The LTTE has fought since 1983 for an independent Tamil homeland in northern Sri Lanka, in a war that has killed around 70,000 people. Tamils make up 11.9 percent of the island’s 20 million people, and almost 74 percent are Sinhalese, reports Bloomberg.

In July, Sri Lanka’s Army flushed the LTTE out of the island’s multiethnic east. Earlier this month, President Mahinda Rajapakse vowed in parliament to “eradicate” terrorism from the country and said that the LTTE had “demonstrated that they will never be ready to surrender arms and agree to a democratic political settlement.”

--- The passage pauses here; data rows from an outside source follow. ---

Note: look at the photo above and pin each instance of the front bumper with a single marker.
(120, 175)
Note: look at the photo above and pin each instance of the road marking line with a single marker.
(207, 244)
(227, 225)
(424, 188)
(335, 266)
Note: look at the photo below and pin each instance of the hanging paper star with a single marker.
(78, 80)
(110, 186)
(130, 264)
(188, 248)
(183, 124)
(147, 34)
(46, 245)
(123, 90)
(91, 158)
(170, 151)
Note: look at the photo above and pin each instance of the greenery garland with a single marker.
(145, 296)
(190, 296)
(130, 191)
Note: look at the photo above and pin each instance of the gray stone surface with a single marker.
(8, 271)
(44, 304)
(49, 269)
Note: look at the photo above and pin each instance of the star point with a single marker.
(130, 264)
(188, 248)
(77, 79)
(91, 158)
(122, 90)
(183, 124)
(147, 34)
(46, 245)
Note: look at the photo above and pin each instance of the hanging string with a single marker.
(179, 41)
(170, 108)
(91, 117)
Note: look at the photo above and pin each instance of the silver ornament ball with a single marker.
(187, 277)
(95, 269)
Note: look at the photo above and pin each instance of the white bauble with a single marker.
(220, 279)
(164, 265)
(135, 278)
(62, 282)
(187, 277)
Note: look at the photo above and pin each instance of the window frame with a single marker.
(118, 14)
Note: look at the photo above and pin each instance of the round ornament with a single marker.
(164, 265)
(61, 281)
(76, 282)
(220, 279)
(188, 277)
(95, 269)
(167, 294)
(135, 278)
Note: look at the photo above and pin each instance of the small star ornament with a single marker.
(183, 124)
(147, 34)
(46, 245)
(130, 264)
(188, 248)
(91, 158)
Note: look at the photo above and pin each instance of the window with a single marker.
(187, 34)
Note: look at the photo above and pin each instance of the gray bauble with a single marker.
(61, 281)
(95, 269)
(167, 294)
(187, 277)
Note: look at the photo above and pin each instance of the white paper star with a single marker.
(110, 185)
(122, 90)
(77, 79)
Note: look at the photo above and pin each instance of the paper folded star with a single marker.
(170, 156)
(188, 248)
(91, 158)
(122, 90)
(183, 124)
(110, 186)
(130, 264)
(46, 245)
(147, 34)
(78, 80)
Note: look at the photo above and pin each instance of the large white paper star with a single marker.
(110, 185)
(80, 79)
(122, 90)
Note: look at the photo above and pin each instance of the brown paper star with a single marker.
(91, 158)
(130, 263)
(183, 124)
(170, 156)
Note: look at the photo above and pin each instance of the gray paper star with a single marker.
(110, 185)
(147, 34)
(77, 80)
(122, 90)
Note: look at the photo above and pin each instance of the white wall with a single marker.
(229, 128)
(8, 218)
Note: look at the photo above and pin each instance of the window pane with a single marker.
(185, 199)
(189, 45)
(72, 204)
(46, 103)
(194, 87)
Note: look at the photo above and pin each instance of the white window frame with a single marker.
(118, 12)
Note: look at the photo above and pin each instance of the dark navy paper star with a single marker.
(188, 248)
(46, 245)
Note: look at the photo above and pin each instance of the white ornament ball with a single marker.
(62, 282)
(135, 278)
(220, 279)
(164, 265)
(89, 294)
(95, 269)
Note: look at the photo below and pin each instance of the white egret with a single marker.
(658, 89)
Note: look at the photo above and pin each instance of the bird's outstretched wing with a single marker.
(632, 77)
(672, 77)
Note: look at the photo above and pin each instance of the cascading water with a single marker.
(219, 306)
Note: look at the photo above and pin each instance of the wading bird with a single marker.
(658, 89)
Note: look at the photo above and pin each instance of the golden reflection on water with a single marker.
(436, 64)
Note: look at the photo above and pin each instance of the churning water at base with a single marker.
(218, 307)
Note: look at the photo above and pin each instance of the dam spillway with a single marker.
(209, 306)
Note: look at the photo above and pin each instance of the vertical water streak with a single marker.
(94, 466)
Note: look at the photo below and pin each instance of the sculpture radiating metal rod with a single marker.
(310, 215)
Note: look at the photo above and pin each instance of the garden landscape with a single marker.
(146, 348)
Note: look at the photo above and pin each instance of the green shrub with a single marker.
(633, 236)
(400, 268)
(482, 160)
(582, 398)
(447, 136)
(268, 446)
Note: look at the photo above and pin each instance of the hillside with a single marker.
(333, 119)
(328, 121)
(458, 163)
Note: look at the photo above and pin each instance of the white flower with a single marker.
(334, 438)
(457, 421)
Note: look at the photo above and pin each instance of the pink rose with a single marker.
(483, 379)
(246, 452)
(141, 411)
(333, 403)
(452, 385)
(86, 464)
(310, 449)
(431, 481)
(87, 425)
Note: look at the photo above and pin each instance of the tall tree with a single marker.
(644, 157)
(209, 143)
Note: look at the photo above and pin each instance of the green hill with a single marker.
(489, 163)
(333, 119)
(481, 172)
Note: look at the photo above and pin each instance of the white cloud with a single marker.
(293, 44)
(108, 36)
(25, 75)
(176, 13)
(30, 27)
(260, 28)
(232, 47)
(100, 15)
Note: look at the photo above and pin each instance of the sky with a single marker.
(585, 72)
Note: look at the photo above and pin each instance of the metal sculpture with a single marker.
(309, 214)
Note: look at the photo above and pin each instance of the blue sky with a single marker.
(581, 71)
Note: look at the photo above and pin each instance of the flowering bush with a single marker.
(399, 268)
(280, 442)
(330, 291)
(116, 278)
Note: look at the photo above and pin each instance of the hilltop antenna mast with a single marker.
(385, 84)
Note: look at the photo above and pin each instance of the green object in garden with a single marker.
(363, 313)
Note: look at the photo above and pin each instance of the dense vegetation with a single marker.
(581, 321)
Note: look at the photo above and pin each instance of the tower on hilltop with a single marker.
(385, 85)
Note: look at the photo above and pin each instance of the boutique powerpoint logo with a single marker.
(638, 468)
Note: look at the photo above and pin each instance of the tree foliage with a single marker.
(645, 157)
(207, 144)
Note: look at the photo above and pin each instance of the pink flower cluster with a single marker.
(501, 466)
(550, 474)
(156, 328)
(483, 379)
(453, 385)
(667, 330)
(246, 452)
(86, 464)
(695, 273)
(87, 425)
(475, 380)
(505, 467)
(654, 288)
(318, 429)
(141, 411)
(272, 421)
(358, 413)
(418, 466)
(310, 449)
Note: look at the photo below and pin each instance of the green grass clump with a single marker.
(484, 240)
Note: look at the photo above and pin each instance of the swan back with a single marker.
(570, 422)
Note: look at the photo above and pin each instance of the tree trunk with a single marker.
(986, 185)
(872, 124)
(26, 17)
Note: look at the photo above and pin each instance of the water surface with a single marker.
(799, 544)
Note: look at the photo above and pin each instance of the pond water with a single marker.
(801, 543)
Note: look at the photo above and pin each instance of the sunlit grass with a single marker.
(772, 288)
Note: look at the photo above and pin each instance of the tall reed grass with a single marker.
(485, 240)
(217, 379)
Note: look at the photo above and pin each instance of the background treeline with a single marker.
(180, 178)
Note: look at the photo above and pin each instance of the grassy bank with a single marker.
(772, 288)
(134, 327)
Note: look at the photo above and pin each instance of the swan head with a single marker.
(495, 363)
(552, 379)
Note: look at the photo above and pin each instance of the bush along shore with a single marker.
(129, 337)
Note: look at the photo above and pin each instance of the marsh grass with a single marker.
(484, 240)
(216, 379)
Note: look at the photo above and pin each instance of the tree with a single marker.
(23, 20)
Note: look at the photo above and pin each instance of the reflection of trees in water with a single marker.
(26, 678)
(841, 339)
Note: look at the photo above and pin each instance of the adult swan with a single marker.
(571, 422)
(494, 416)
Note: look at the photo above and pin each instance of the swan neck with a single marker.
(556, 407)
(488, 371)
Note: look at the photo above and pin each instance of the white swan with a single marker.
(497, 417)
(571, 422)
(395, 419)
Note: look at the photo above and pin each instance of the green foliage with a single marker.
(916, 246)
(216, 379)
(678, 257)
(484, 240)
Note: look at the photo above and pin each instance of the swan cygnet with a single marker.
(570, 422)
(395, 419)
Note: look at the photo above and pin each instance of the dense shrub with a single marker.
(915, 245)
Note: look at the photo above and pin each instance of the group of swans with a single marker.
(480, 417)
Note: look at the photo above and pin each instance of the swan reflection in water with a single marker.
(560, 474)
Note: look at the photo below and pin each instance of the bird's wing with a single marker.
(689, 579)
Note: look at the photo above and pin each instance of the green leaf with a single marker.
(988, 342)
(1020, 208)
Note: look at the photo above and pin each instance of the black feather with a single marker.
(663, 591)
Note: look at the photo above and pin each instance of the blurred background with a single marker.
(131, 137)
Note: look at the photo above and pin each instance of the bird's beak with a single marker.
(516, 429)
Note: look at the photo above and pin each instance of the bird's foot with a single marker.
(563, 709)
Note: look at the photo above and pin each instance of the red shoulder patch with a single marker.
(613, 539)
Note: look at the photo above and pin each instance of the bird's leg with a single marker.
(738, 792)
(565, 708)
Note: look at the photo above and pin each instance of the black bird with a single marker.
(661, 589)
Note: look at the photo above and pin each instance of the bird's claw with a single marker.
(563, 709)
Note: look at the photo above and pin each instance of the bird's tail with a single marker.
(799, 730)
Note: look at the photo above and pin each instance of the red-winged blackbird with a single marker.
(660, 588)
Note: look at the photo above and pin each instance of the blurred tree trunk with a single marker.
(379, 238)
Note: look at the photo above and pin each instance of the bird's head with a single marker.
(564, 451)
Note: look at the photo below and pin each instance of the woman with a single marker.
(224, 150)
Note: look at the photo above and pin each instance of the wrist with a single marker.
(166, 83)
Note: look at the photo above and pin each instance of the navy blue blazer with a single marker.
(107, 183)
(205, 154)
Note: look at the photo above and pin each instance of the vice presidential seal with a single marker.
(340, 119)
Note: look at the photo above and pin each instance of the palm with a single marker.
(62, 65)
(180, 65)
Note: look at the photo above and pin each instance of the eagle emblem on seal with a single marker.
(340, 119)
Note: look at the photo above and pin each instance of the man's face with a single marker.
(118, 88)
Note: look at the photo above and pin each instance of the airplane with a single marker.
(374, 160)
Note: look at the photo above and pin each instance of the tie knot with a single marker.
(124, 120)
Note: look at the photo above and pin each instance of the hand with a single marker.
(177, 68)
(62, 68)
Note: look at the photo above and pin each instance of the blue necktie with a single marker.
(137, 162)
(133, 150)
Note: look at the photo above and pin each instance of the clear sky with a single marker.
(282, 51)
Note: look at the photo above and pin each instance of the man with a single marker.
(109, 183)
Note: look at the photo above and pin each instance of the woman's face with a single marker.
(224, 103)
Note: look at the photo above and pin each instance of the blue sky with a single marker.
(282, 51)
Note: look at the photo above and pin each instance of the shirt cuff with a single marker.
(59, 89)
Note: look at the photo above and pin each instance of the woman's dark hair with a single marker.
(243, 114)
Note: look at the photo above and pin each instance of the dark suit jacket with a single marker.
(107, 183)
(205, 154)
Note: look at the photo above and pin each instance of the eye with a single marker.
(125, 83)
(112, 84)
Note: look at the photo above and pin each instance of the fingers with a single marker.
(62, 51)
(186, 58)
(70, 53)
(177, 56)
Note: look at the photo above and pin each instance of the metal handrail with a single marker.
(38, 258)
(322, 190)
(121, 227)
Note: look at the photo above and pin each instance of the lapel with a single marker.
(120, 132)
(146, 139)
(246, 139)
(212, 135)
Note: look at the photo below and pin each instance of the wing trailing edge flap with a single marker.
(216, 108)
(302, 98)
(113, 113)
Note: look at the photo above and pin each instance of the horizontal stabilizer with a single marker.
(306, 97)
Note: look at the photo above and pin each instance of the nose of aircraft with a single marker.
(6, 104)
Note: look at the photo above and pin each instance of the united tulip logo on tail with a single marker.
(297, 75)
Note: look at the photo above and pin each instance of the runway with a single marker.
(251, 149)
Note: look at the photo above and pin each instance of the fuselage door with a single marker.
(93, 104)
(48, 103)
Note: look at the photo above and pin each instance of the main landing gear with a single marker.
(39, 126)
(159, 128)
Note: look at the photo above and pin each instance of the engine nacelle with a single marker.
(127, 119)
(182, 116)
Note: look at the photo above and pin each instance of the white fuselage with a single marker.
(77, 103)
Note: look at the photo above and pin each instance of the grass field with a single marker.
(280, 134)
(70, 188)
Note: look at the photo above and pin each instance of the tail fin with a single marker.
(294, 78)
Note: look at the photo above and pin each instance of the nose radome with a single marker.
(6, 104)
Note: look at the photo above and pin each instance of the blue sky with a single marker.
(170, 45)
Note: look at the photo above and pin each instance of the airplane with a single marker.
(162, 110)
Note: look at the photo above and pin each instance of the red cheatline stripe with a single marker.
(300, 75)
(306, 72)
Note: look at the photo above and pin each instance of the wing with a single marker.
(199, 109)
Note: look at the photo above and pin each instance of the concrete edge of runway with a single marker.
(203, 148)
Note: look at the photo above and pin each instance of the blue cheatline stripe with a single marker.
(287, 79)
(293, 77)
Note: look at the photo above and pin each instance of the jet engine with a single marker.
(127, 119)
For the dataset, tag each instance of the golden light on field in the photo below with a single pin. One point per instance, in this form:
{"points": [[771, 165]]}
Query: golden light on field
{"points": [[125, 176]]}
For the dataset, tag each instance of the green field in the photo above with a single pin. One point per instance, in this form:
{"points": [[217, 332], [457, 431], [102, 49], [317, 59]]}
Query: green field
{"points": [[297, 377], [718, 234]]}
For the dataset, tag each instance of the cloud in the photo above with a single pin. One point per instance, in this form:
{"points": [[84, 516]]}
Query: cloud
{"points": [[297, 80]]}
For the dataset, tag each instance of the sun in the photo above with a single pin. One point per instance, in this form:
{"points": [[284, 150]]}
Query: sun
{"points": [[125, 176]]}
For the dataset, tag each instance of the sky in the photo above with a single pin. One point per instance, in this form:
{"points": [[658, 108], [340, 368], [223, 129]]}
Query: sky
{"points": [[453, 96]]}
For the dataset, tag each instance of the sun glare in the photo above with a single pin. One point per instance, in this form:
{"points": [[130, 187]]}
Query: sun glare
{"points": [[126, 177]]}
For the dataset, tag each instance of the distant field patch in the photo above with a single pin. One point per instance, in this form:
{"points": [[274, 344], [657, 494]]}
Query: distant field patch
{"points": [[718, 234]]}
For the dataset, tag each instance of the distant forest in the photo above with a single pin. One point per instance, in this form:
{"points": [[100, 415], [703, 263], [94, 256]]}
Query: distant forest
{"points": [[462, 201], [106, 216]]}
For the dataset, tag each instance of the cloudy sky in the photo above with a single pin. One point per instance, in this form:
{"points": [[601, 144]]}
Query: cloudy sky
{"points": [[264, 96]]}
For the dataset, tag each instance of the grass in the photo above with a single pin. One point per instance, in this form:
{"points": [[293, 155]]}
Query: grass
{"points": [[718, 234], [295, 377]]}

Unsurprisingly, the renewed conflict has driven away foreign tourists, reports Agence France-Presse. Arrivals fell 20 percent in the first 10 months of the year to 387,790. Tourism is the island fourth-biggest industry.

In an analysis last month in Asia Times Online, security consultant James Voortman said that having taken back the eastern region Sri Lanka now has the upper hand over the LTTE. But the cost of a military victory, if attainable, could be prohibitive.

Defense analysts are divided on whether or not the military can drive the Tigers from their northern stronghold. The proponents of an assault argue that the Tigers are currently weak. There is an element of truth in this, as is seen with the loss of the east and subsequent battles on the northern fringes…However, other defense analysts see this lack of activity as exactly what makes the Tigers even more dangerous. This theory claims that the rebel leadership has dedicated all of its manpower to defending the north. With the Tigers stronghold being heavily fortified, it will not fall easily, and the military is likely to suffer high casualties.